Regresó a la programación del Ateneo de la Bahía el profesor Antonio Torremocha, quien inauguró con nosotros la ronda de presentaciones de su novela titulada “La embajada a Samarcanda”, recién salida de las prensas de impresión.
La obra nos traslada al fascinante viaje protagonizado por Ruy González de Clavijo, enviado por el rey Enrique III de Castilla a la corte del poderoso Tamerlán, en pleno corazón de la mítica Ruta de la Seda. Como es habitual en el autor, la novela combina una lectura ágil con un sólido trasfondo de documentación histórica, aspecto que permite al lector sumergirse con precisión en los paisajes y costumbres de una época tan distante como cautivadora.
En estos días ricos en iniciativas de fomento de la lectura, el Ateneo de la Bahía se suma a la celebración con la propuesta de un “Mes del Libro”, en el que participarán dos autores de interés garantizado. Esta primera cita, dedicada a la insólita misión diplomática del mensajero real ante uno de los conquistadores más temidos de la Edad Media, con presentación (menuda dupla) del periodista Fernando Silva. De la segunda, ya hablaremos. Ambas representan una oportunidad inmejorable para completar el acopio de libros de cara al verano que ya se aproxima.

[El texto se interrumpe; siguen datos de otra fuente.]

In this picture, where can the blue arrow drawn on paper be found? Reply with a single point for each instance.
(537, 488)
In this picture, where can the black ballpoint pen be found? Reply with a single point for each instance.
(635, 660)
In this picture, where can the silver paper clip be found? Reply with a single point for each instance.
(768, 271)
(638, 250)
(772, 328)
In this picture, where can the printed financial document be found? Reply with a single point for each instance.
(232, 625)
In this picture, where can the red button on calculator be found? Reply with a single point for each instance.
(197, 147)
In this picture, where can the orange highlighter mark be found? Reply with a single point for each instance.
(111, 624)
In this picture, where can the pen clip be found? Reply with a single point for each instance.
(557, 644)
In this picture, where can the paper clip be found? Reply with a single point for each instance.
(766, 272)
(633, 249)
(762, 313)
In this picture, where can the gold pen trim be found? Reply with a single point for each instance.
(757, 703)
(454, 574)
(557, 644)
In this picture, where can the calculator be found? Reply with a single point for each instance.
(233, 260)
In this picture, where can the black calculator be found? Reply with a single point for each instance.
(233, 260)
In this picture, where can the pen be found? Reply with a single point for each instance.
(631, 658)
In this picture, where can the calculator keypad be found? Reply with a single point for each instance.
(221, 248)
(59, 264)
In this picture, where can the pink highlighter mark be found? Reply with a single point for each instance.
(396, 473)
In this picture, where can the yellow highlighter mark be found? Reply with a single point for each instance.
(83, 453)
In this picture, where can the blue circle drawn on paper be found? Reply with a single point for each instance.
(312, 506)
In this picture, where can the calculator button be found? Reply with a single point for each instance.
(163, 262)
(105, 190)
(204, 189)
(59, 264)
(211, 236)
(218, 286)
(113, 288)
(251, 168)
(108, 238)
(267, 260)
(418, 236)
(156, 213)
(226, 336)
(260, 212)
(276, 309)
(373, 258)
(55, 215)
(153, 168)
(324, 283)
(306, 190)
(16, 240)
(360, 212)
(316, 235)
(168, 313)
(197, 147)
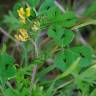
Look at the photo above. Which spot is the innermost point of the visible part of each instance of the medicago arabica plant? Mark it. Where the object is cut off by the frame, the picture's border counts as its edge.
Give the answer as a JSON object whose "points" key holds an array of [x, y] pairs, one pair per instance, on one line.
{"points": [[52, 62]]}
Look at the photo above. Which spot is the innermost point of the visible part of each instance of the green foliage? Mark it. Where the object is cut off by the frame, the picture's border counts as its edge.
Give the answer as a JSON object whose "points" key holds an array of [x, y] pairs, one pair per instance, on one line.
{"points": [[51, 61], [7, 69]]}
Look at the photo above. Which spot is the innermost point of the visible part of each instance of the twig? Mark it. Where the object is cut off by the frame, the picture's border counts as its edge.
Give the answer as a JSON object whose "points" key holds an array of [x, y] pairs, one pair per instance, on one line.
{"points": [[35, 67]]}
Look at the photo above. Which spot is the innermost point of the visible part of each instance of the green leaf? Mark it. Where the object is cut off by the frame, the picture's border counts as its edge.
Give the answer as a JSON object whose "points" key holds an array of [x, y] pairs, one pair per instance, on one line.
{"points": [[64, 58], [62, 37], [7, 69], [69, 19], [11, 92], [93, 93]]}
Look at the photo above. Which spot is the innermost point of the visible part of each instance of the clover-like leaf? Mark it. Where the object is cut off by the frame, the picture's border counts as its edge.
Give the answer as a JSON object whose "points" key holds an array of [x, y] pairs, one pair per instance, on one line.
{"points": [[7, 69], [65, 58], [62, 37]]}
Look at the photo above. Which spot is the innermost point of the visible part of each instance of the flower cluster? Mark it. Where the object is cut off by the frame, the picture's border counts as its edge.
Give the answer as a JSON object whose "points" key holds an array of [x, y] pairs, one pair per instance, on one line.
{"points": [[24, 15], [22, 36]]}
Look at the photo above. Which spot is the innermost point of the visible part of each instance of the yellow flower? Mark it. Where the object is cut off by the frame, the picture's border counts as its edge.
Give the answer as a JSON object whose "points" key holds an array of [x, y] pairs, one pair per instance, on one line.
{"points": [[28, 11], [23, 36], [35, 25], [23, 14]]}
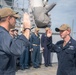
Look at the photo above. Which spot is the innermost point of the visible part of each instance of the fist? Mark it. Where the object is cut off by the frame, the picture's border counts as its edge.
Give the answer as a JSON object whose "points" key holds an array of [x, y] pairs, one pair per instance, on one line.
{"points": [[49, 33]]}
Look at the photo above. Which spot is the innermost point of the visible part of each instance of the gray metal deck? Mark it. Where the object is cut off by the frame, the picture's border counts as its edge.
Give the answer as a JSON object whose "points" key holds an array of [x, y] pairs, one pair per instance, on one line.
{"points": [[39, 71]]}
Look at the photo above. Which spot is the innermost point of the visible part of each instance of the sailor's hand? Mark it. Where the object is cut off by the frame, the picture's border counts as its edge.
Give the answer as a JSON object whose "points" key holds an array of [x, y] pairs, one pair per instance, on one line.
{"points": [[49, 33]]}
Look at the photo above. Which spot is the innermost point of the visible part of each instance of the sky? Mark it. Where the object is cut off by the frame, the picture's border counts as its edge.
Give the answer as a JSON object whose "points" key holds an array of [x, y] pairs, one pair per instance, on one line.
{"points": [[63, 13]]}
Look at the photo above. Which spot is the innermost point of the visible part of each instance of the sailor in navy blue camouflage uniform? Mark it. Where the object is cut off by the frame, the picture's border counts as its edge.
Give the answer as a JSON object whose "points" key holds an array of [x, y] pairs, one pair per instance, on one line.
{"points": [[9, 47], [66, 51], [35, 40], [46, 51]]}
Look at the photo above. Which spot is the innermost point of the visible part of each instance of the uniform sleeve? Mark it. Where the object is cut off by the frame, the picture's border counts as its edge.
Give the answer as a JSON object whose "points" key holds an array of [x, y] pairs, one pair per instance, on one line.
{"points": [[55, 47], [14, 46]]}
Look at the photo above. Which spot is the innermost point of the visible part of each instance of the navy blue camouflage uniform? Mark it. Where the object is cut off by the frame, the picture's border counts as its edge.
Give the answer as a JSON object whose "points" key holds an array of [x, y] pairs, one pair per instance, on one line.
{"points": [[66, 57], [46, 51], [9, 48], [35, 41]]}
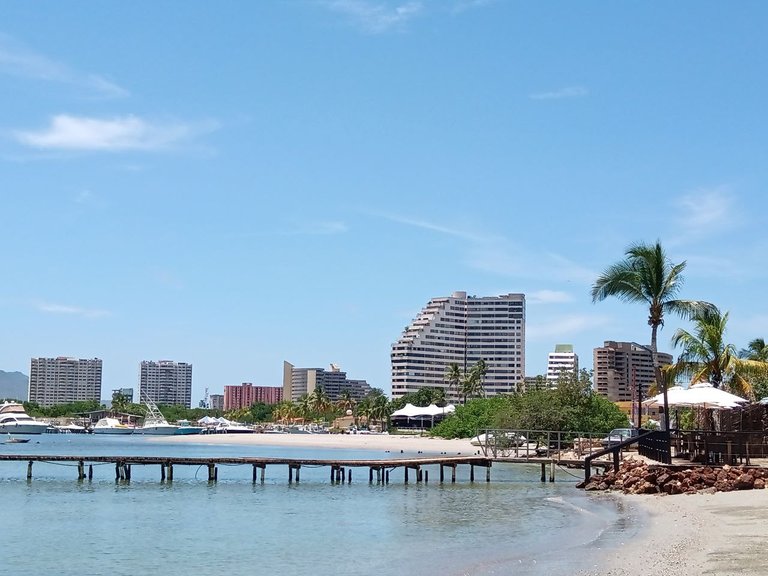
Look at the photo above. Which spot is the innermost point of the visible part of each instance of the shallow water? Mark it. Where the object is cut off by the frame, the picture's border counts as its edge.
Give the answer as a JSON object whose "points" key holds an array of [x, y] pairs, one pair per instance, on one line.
{"points": [[515, 524]]}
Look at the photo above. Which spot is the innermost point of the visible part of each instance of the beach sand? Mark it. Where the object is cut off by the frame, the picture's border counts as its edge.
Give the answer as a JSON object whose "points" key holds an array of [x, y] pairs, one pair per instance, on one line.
{"points": [[720, 534]]}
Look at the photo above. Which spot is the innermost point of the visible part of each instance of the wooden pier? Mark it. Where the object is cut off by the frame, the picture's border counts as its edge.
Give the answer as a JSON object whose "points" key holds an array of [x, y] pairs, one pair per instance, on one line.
{"points": [[340, 470]]}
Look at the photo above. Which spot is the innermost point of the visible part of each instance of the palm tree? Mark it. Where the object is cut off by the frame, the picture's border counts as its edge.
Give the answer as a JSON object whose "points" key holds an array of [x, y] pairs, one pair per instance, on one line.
{"points": [[472, 383], [757, 349], [646, 275], [454, 376], [707, 357]]}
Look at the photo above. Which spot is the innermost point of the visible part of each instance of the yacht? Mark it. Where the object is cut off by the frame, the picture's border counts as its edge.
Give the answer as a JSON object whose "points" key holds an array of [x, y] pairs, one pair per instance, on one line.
{"points": [[154, 422], [13, 420], [112, 426]]}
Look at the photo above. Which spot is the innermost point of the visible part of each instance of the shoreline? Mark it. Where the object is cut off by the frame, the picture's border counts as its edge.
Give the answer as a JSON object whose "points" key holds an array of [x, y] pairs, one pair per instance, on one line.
{"points": [[680, 535], [689, 535]]}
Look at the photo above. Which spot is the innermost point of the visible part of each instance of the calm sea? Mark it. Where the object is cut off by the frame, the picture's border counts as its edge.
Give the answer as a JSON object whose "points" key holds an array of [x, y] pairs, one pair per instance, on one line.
{"points": [[514, 525]]}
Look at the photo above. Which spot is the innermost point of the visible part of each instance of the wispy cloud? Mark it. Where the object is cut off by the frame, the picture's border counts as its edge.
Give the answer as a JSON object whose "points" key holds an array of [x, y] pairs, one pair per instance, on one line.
{"points": [[563, 326], [433, 227], [707, 209], [82, 133], [321, 228], [548, 297], [567, 92], [18, 61], [51, 308], [464, 5], [375, 17]]}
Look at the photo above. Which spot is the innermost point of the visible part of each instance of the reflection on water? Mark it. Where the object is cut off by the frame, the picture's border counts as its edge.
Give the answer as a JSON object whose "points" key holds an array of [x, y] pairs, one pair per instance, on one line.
{"points": [[67, 527]]}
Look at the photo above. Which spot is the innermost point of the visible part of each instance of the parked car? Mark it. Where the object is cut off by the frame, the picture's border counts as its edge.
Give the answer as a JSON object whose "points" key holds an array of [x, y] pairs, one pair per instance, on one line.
{"points": [[617, 436]]}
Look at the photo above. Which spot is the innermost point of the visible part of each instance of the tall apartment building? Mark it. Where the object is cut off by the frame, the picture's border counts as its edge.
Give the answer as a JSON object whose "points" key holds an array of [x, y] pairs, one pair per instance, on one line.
{"points": [[62, 380], [166, 382], [246, 395], [562, 360], [300, 381], [216, 402], [623, 368], [462, 329]]}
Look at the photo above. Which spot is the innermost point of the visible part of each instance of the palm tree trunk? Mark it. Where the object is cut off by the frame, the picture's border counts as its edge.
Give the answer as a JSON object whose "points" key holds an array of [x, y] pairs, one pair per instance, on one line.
{"points": [[659, 378]]}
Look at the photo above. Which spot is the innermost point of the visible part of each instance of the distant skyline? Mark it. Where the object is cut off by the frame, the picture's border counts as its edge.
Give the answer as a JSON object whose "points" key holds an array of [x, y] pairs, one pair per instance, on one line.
{"points": [[242, 184]]}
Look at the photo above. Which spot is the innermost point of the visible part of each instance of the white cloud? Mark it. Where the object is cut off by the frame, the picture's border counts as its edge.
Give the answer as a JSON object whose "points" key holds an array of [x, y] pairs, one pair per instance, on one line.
{"points": [[67, 132], [707, 209], [70, 310], [375, 17], [18, 61], [562, 326], [548, 297], [441, 229], [567, 92]]}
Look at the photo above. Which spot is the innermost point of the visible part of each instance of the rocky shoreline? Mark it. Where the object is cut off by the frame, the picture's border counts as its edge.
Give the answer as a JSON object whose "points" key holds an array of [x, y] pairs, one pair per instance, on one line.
{"points": [[638, 477]]}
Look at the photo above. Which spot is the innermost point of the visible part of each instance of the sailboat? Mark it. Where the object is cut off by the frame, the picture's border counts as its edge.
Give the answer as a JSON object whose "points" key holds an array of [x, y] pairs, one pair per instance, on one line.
{"points": [[154, 422]]}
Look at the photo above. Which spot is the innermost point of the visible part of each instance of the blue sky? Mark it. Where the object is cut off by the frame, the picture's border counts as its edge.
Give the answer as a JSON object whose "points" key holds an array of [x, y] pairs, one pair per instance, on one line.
{"points": [[238, 184]]}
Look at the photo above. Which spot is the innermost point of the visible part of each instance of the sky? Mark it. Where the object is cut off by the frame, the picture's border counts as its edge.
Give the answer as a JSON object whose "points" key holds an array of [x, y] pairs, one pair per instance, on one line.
{"points": [[236, 184]]}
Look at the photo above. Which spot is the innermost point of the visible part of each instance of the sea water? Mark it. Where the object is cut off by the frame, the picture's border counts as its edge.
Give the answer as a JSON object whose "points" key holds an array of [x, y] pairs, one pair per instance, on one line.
{"points": [[55, 524]]}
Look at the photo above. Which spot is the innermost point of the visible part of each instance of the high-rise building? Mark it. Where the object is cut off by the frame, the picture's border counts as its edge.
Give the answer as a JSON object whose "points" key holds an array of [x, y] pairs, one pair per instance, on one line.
{"points": [[623, 368], [462, 329], [216, 401], [246, 395], [62, 380], [300, 381], [562, 361], [166, 382]]}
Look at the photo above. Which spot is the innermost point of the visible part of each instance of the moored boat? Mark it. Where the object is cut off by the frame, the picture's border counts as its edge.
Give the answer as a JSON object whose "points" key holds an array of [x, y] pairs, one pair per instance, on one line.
{"points": [[112, 426], [14, 420]]}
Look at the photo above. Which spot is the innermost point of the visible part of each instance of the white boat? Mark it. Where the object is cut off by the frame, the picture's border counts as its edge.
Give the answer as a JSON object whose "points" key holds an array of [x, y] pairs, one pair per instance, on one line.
{"points": [[13, 420], [154, 422], [186, 428], [112, 426]]}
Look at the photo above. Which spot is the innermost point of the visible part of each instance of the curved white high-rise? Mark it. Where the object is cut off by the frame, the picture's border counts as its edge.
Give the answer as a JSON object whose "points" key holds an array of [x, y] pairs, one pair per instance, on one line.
{"points": [[462, 329]]}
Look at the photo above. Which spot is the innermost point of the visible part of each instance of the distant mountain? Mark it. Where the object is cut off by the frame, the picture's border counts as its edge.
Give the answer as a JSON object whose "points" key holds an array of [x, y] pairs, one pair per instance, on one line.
{"points": [[14, 385]]}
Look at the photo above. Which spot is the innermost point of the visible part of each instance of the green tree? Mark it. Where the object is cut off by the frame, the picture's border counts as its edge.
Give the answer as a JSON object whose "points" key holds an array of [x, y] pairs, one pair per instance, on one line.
{"points": [[706, 356], [647, 276]]}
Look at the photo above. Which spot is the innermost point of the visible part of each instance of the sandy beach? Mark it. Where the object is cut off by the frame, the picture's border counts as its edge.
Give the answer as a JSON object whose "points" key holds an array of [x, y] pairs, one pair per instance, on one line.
{"points": [[686, 535]]}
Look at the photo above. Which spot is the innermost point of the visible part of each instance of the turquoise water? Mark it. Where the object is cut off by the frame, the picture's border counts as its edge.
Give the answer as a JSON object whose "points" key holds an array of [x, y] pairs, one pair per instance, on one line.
{"points": [[514, 525]]}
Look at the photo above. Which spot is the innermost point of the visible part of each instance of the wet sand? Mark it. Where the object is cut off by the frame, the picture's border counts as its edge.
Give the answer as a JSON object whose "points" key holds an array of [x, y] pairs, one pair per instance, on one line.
{"points": [[685, 535]]}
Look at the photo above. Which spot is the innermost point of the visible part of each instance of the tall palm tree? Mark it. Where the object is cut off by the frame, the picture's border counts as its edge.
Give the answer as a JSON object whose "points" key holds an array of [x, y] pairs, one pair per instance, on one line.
{"points": [[646, 275], [707, 357], [454, 377], [757, 349]]}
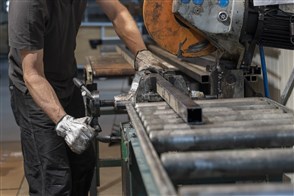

El Ateneo de la Bahía acogió la presentación de «La embajada a Samarcanda», reciente novela histórica de Antonio Torremocha que conjuga una prosa accesible con un sólido sustrato documental, confirmando así que la facilidad de lectura en absoluto ha de estar reñida con la calidad del producto literario.
El acto contó con la valiosa colaboración del periodista Fernando Silva, quien introdujo al autor y su obra con rigor, amenidad y precisión, contribuyendo a crear un marco perfecto para el encuentro.
Por su parte, Antonio Torremocha desplegó en su intervención, como acostumbra, una bien ponderada mezcla de cercanía y erudición. Sus palabras, y las imágenes que las acompañaban, resultaron el contexto perfecto para despertar en los lectores el interés por el protagonista de la novela y para dimensionar la difícil misión que éste habría de cumplir, por encargo del rey de Castilla, ante la remota corte del Gran Tamerlán.